Obviously I have no crystal ball. The only person who does is KTF, who knows the content of all my posts even though he has me blocked. Quite an amazing talent ;-) Yes, my view is on the pessmistic side. But only slightly. I agree with SP Angel, with just a difference in opinion on timeframe. And that's based on experience. I actually think 2026 for Phase 2 revenue is *optimistic*.
Cast your mind back more than three years to February 2020. The micro LNG strategy had just been announced and first LNG was targeted for 2021. If anyone had dared to predict that SOU would trade between 1p and 2p for the next three years, you would have called them crazy. A year earlier they had been at 30p. But that's exactly what happened.
Think of all the "transformational" things that happened since -- the deal with Afriquia, the successful bond restructuring, acquisition of the Schlumberger share, two successful fund raises, the Phase 2 gas sales agreement with ONEE, the farmout announcement, the Attijariwafa appointment, the tax issue resolution, the Calvalley announcement.
Most of these things were good, but many have dragged on far longer than projected.
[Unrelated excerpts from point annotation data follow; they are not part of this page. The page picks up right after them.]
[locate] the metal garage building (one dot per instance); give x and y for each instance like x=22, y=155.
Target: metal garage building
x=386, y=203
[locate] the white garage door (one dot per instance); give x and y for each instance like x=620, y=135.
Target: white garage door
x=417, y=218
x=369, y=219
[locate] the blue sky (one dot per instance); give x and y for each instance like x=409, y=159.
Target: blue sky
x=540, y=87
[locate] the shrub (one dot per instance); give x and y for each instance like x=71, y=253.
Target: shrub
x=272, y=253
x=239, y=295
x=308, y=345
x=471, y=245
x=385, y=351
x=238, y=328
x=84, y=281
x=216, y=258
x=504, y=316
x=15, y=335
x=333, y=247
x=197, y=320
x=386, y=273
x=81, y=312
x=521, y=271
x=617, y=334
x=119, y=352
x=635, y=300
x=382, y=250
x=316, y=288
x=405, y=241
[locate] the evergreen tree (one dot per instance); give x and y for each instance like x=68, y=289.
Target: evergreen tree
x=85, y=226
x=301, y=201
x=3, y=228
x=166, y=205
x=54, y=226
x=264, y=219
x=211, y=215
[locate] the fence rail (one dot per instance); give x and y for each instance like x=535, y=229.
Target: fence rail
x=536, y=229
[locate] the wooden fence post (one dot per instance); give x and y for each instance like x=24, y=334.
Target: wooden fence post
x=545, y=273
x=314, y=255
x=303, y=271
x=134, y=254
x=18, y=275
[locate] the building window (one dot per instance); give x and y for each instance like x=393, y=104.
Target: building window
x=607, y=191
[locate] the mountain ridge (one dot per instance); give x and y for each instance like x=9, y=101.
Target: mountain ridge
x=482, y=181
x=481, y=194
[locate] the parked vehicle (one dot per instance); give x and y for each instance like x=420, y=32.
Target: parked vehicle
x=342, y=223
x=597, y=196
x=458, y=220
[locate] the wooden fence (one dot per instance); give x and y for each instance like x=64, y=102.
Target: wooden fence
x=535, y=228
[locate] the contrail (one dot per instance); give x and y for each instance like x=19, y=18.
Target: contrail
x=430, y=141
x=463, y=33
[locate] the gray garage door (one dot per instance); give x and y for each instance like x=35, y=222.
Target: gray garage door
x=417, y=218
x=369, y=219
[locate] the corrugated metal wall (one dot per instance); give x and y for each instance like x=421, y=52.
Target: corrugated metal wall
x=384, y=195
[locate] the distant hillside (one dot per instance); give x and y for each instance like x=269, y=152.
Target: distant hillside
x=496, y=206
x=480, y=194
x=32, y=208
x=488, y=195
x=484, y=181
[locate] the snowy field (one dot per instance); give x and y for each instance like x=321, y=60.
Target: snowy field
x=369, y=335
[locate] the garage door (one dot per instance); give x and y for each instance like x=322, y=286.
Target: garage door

The bond restructuring proposal took six months. Phase 1 planning was 18 months instead of 6, from HOT with Afriquia to notice to proceed. We wasted five months on the weird Angus option. First LNG slipped from 2021 to 2024. Time is money and SOU spent lots of it. The number of shares and warrants on issue doubled in those three years. Everyone noticed the upbeat announcements -- how many noticed their share value had gone down 50%?
The thing is, none of these announcements has budged the share price more than temporarily. Claims that the price is "crazy low" start to sound a bit hollow after several years. What do you think the market is missing? One thing it probably noticed (that you might not have) is that SOU was within a whisker of running out of cash multiple times. Even now it is struggling to make it through to Phase 1 revenue, and that is reflected in the Calvalley deal which kinda sucked in my opinion. (If you disagree, why did the SP Angel valuation drop by a third in just two weeks?).
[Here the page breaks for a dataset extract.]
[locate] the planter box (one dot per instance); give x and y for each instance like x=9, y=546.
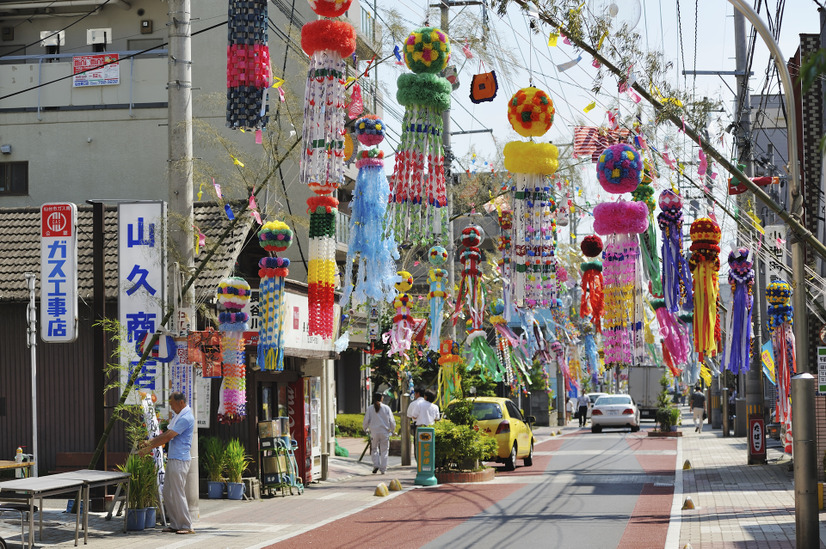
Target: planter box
x=457, y=477
x=665, y=434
So yeah, this is all just my tuppence-worth. It may not be worth the electrons it is printed on. But at least I have gone back and dissected everything that has happened over several years, re-read all the RNSs, looked the trajectory of all the SP Angel research notes. Whereas some seem to have the memory of a goldfish. Well, never fear, I'll still be here on your next trip round this side of the bowl :-)
We "should" be sitting at whatever the market is willing to pay, and of course that's exactly where we *are*. How could it be different? Nobody has forgotten that we touched £1, or that it was based on a pie-in-the-sky valuation. Nobody has forgotten the famous "£1.50 per Tcf to SOU" either. It turned out that SOU's 50% share (at the time) was half that, which made the 0.3 Tcf of C1 resources in the horst worth approximately 27pps. Roll on four years and a tripling of the number of shares on issue, and that reduced to 9pps. So no, it's not about forgetting the previous valuations -- it's that some people seem to have forgotten everything that happened *since*.
SOU's share went up with the acquisition of the SLB share, but has gone down by considerably more with the Calvalley deal, though it has the prospect of more gas from TE4. Meanwhile it has taken on a lot of debt to fund phases 1 and 2. All of the prospective cash flows feed into SP Angel's valuation, they're not just plucking numbers from the air. The punters talking about near-term 10-15p valuations are in denial or simply deluded. Read the SP Angel report, it's there in black and white. Also watch SP Angel themselves:
https://www.youtube.com/watch?v=G4uYygXCfkI
That was two weeks ago when the question of vendor financing versus industry partner was still open. After the Calvalley deal the SP Angel valuation per share dropped by more than a third. I swear some people on here do not even bother to read the information available.
So what happens next? The die has been cast with Calvalley -- there isn't going to be another third party putting up cash for exploration wells further afield. Clearly SOU is being valued as a development company now, not an exploration company. I see no reason why that would change before SOU starts raking in Phase 2 revenue and can fund its own exploration once again. And at the most optimistic that is not before 2026 as there is no way Phase 2 FID is going to happen inside 2023. My guess is you might see a slow climb toward the SP Angel target price toward the end of Phase 2. That said, let's not forget the horst gas does not become "proven and probable resources" until it has already been producing for some time. In the meantime you will see a lot of punters ducking in and out in the hope of a quick buck. That's why I say probably no *sustained* price rise above 2.5p for the next two years.
Beyond all that, sure, there's the prospect of more exploration. SOU will no longer be financially scuppered by the prospect of another dry well or two. If the cementation problems they've encountered so far do not turn out to be ubiquitous then the sky is the limit. I wouldn't expect to be seeing any results of that until a good bit later this decade.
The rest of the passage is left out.